In den Jesusgeschichten ist Gott ebenfalls unterwegs, gleichermaßen in der Gestalt eines, wenn auch besonderen Zeitgenossen. Er hat kein Verderbens – oder Vernichtungspotential in den Händen, sondern ein vor Liebe brennendes Herz in der Brust. Einer Liebe, die auch noch den Feinden vergibt, die schuldig Gewordenen versöhnt, die aus der Bahn geworfenen auf guten Weg bringt. Er hat ein brennendes Herz voller Liebe, die bereit ist, sich selbst zum Opfer zu geben, anstatt andere zu Opfern werden zu lassen, und wenn sie es auch noch so sehr verdient hätten. Gibt es in der Tat so etwas wie einen Lebenslauf Gottes in der Geschichte des Glaubens? Ein Theologe des 20. Jahrhunderts hat das einmal so gesagt. Und in der Tat, wenn ich die Entwicklung des Gottesbildes von Sodom bis hin zu den Jesusgeschichten anschaue, dann ist das festzustellen und festzuhalten. Gott kann sich ändern. Er tat es erstmals schon ziemlich am Anfang, als er sagte: Ich hinfort nicht mehr die Erde zerstören, es soll nicht aufhören Saat und Ernte, Sommer und Winter, Frost und Hitze, Tag und Nacht.
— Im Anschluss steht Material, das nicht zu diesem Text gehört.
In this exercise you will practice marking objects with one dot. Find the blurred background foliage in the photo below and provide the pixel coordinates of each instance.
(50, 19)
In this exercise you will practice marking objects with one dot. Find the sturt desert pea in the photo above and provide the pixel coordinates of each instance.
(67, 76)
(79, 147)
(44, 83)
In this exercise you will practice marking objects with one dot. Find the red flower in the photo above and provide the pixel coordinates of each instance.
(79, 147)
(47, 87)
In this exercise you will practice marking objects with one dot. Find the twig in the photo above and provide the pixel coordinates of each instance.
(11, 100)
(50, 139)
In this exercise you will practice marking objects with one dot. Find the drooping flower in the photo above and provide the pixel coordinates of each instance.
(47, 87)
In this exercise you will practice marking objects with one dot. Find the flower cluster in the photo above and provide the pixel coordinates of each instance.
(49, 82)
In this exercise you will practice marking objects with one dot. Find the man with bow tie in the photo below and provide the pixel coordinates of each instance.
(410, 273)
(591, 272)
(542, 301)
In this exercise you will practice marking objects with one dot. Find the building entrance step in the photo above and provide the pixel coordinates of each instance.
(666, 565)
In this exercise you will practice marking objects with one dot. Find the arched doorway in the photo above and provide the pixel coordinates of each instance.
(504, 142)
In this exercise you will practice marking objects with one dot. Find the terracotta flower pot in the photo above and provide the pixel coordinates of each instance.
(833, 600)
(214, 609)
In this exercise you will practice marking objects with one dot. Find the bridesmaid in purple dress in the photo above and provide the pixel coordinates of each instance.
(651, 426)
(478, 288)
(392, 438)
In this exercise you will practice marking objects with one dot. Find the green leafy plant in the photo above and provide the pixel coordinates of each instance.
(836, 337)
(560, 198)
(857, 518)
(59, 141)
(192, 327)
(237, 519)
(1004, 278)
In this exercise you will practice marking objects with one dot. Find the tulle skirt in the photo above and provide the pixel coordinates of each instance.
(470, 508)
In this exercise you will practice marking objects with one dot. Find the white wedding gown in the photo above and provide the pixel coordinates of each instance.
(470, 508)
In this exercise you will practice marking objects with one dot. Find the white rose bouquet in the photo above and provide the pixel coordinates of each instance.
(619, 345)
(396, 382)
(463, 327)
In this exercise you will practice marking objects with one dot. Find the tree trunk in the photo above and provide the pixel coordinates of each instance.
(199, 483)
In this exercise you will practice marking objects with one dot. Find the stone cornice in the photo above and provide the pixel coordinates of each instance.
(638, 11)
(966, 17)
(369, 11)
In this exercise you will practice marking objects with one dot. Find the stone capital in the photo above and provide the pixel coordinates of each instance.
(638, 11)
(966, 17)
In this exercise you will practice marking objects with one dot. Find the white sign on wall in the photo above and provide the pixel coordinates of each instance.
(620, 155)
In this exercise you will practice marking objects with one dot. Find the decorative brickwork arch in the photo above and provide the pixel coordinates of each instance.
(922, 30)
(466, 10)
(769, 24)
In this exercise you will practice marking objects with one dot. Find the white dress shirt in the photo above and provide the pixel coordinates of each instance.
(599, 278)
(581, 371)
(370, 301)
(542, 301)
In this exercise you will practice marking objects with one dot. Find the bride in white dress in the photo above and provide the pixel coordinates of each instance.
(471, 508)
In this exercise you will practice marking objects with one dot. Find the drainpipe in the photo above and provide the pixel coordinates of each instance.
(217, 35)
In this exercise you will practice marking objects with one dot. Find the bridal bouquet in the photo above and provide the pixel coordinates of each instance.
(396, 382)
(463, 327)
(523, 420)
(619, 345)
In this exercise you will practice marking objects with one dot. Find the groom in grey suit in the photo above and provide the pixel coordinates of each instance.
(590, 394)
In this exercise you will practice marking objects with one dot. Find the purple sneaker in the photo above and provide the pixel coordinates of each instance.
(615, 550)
Einmal sind die Jünger Jesu allerdings in großer Versuchung, einen schrecklichen Rückfall in alte Gottesbilder zu erleiden. Sie sind mit ihm unterwegs gewesen, um den Menschen die Liebe Gottes zu verkündigen. Und dabei kamen sie auch an Orte, wo sie nicht gern gesehen wurden, ähnlich wie Lot in Sodom. Mit viel Vollmacht hatte Jesus die Jünger ausgestattet. Und als sie ihm von ihren negativen Erfahrungen berichtet hatten, da sagen sie zu ihm: Herr, willst Du, so wollen wir sagen, dass Feuer vom Himmel falle und verzehre sie. Jesus antwortet: Wisset ihr nicht, wes Geistes Kinder ihr seid? Ich bin nicht gekommen, der Menschen Seelen zu verderben, sondern zu erhalten.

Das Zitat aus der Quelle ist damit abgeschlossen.